J.F.: Okay. And so as I started looking at myself a bit, becoming more interested in the etiology of the psychopaths and murderers and non-murderers, I got involved with a project called Med-Gene to look at this and I got a call from the Discovery Channel. They said, where are you going next and I told them and they said, let's have a film crew follow you around. We went to the Sahara Desert, the deep desert, and I wanted to test the nomadic Berbers, the nomadic Bedouins, those tribes and test them genetically and interview them to see what the warrior genes... what's the distribution of them in this. This group because nomads... these are people before settling down into cities and it kind of recreated what it was twelve thousand years ago, like you said, and we did that analysis and we're going to do more of those types of analysis in North Africa, in the Levant, you know, in Palestine and parts of Europe. We're interested in this to see how these warrior cultures are perpetuated. How you get transgenerational violence. How it can skip generations and how you can maintain a very stable feature that increases the level of aggression of certain societies and the reason why it's never gotten rid of. Very interested in that, we've started these studies on it and so I'm simpatico with the point you made about that so, yeah, we're going after the answers to those with genetics and imaging.

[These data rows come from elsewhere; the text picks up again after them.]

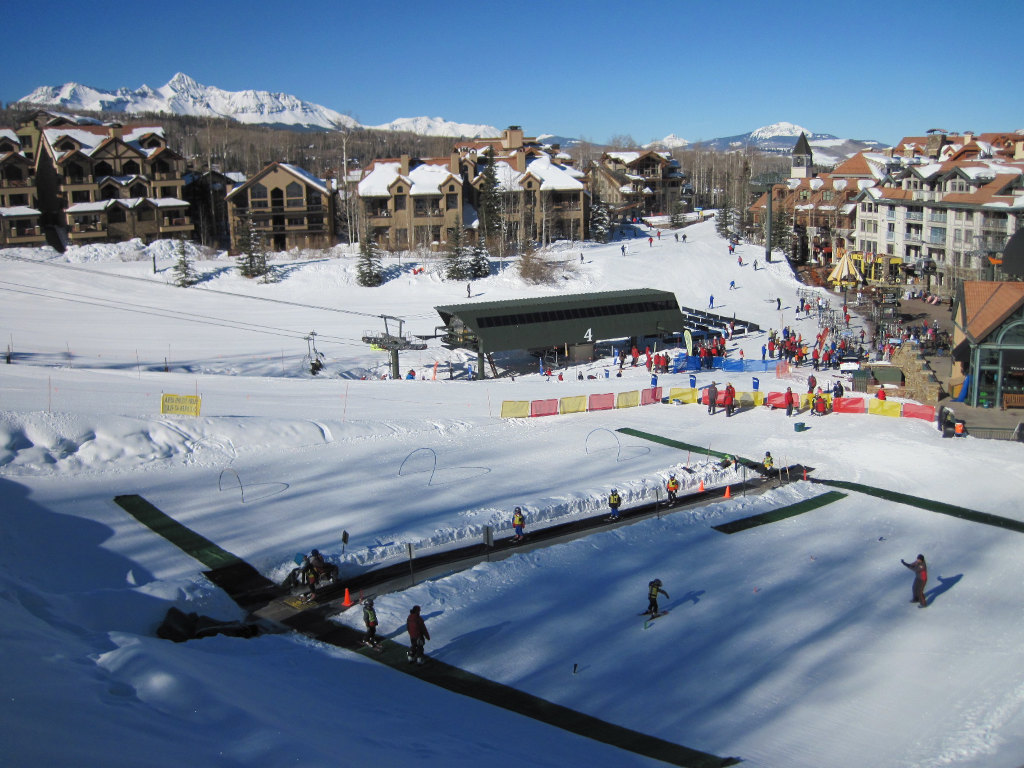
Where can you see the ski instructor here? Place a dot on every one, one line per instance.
(652, 589)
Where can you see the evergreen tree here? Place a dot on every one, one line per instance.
(252, 253)
(724, 217)
(600, 222)
(184, 272)
(678, 213)
(489, 208)
(456, 256)
(370, 271)
(479, 260)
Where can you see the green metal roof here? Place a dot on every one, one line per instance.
(555, 321)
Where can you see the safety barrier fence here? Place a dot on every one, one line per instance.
(607, 401)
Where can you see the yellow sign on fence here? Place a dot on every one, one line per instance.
(180, 404)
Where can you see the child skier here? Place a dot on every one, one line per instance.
(652, 589)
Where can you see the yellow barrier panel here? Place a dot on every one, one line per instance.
(884, 408)
(515, 409)
(751, 398)
(572, 404)
(180, 404)
(683, 394)
(628, 399)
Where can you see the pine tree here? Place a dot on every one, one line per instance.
(724, 217)
(479, 260)
(489, 208)
(370, 271)
(456, 257)
(184, 272)
(600, 222)
(252, 253)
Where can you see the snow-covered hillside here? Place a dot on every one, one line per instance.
(791, 645)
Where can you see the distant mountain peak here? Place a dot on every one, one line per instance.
(184, 95)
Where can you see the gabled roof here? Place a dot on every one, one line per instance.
(802, 146)
(987, 304)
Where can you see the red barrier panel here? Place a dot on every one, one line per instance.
(913, 411)
(544, 408)
(848, 404)
(649, 396)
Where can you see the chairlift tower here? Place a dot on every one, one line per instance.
(393, 343)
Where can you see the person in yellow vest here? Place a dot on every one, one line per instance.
(518, 522)
(673, 487)
(652, 590)
(613, 502)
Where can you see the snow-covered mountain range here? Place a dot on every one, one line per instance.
(182, 95)
(778, 138)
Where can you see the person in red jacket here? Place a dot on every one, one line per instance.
(920, 568)
(418, 635)
(729, 398)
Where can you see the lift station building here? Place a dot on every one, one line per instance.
(573, 324)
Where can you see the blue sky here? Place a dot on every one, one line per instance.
(593, 70)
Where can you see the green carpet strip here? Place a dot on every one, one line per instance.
(238, 579)
(781, 513)
(932, 506)
(187, 541)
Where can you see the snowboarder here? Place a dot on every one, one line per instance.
(418, 635)
(652, 589)
(613, 502)
(672, 486)
(370, 621)
(518, 522)
(920, 567)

R.K.: Now you just made a leap though. You went from calling them Berber Bedouin nomads to warrior culture. Could you explain that?
J.F.: Well, the idea would be that they would not because they were not really a warrior culture. Particularly, when I went and interviewed them, all of the elders, the women, the kids, they couldn't remember a time when they had a killing. Four hundred years on either side and the fact they weren't. And so the idea is that these nomads would have the same genetic structure as kind of the pre-war people that we were. So they were exactly the opposite we thought. Well, when we tested them they had the same exact distribution as southern Italians and Sicilians of warrior genes. It was the same and so that kind of threw us off and I started to wonder what it was and then really had to start considering the effect not only of early upbringing, but of the environment, the physical environment, the harshness of it, and how they adjudicate burgeoning fights and violence and they have a way of doing it that seems to really lower the amount of violence. They let their kids, they let the people fight it out for awhile and then they bring the elders in and they make a decision. So, that was a curveball so, in fact, they are not really a warrior culture in either one, but they show the same distribution as other warrior cultures of genetics. So, there's something other than genetics.
R.K.: What's the percentage now? What is the warrior gene and how does it manifest and what are the percentage of people that have it?